Friday, 9 September 2016

Pandoratory

Repel Boarders

“You need to try and work out”, she said, “why you feel so uncomfortable about expressing your emotions”.  It’s the boxes again. I don’t like leakage; I don’t like stuff coming out.  Everything has to stay inside, where it’s supposed to be. All sealed in, watertight. The kitten in the submarine.

I wonder, though, whether the reason I don’t like leakage is not because I don’t want things to come out – but because it’s a sign that the surface has been broken, the defences have been breached, the structure is not watertight. If something can get out, that might mean something can get in.

It’s a Donald Trump-style Mexican border. It’s the Berlin Wall. It’s the 13 foot high welcome we’re extending to refugees at Calais.

Interesting images that sprung to mind there.  I’m not sure the writing part of my brain likes the idea of defences.  Perhaps they are not a good thing. 

Who’s that Trip Trapping Across My Bridge?


I have a vivid memory of my childhood Ladybird book The Three Billy Goats Gruff.  All these fairy tales have been changed now, watered down and sanitised. Red Riding Hood’s 21st century wolf does not kill grandma, she hides under the bed. And the woodcutter, sans axe, chases him away – probably to a wolf sanctuary.  But in my early Sixties story, the troll ate the billy goats, and then when he was asleep, the littlest billy goat cut open his stomach, the goats jumped out. They filled the troll with stones and stitched him back up. Then when he woke up and paddled in the river, he sank to the bottom and drowned horribly. This was all illustrated in finely-executed water colours.

Which takes me directly to Virginia Woolf – because this is how our fascinating brains work.  She longed for a room of her own and financial independence, so she could write. She was an amazing writer, but she had an unhappy ending, walking into a river with her pockets full of stones.

When I choke down emotions, it feels like swallowing stones.  It’s a physical sensation I’m talking about, not a metaphor. I feel them stuck under my breastbone and sometimes I have so many stones sitting there that I can’t swallow anything else at all. Food gets that far and then I have to sick it back like a colicky baby.  Life can be too hard to stomach, sometimes. 

Better Out Than In?

I was talking to a friend of mine about my inability to express my emotions. He’s a sensible person and he’s known me a long time.  “You have to make a choice,“  he said. “You can get these things out – or you can learn to live with them inside you. If you’re keeping them in, you’ll have to accept them, make them a part of you”.
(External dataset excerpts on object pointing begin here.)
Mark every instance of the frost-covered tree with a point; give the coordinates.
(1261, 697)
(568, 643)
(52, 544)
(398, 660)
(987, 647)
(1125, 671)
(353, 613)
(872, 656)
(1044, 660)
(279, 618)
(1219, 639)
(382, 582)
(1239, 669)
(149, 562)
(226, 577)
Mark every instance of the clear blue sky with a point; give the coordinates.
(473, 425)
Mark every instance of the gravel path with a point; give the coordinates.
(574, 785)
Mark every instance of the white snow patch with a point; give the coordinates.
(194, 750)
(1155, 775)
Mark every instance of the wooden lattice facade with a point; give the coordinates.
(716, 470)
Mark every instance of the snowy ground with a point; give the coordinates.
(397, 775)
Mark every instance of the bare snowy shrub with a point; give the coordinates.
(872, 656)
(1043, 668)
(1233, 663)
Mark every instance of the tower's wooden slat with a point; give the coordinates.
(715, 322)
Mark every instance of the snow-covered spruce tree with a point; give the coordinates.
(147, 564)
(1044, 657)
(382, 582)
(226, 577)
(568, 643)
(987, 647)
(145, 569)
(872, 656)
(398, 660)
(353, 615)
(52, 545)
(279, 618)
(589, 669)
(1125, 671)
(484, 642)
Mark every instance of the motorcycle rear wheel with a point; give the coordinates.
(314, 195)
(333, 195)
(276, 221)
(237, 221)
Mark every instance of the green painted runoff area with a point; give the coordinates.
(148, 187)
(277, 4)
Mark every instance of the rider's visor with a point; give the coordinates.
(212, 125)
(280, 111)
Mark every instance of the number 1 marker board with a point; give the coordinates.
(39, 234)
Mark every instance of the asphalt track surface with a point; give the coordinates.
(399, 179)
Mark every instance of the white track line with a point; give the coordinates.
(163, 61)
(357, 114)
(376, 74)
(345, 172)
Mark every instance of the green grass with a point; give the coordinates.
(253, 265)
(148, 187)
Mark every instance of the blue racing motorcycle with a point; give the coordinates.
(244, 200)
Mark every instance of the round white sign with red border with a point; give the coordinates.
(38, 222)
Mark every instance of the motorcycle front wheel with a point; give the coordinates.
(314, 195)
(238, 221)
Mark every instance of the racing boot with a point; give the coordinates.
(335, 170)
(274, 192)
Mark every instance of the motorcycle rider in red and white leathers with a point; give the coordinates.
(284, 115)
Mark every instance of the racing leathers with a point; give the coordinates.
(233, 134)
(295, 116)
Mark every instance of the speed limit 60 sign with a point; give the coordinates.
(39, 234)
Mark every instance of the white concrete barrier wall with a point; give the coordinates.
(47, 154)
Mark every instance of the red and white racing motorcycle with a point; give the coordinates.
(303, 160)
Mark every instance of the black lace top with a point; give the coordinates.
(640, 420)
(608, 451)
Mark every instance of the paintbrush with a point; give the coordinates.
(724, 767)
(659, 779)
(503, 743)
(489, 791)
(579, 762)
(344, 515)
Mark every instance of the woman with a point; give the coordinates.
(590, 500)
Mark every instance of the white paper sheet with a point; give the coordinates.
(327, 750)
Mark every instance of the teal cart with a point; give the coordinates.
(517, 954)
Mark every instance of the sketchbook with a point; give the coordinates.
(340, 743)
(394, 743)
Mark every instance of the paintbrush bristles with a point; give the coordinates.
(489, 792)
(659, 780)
I instinctively didn’t like the sound of this.  I knew he was right – and I felt that the idea of keeping these things inside, incorporating them permanently, would not be good. So the quest continues. How to get it out? Maybe it will be like lancing a boil. Squeezing a spot. Vomiting cherry stones like the Witches of Eastwick. 


You’ve got to wonder what’s in there, the metaphors that come to mind.  Doesn’t sound like anything good, does it?  (Not too depressed to slip in a photo of Susan... there is still hope for me).

Disorderly
When my sister was a social worker, she had a client who could not let go of any part of his body. He kept his toenail clippings in jars. He kept all the cotton buds he used to clean his ears. He had jam jars of bogies and scabs.  I wondered what happened when he went to the toilet, or when he was sick, or when he got his hair cut. Turns out he never got his hair cut. I don’t know about the other stuff.

There is a man called Richard Gibson in Lafayette who has kept all his nail clipping in a jar since 1978. There is a photo in the Huffington Post. It’s vile.

I expect there is a name for this, I’m sure it’ll turn out to be a recognised disorder. Holding on to stuff can seem very, very wrong.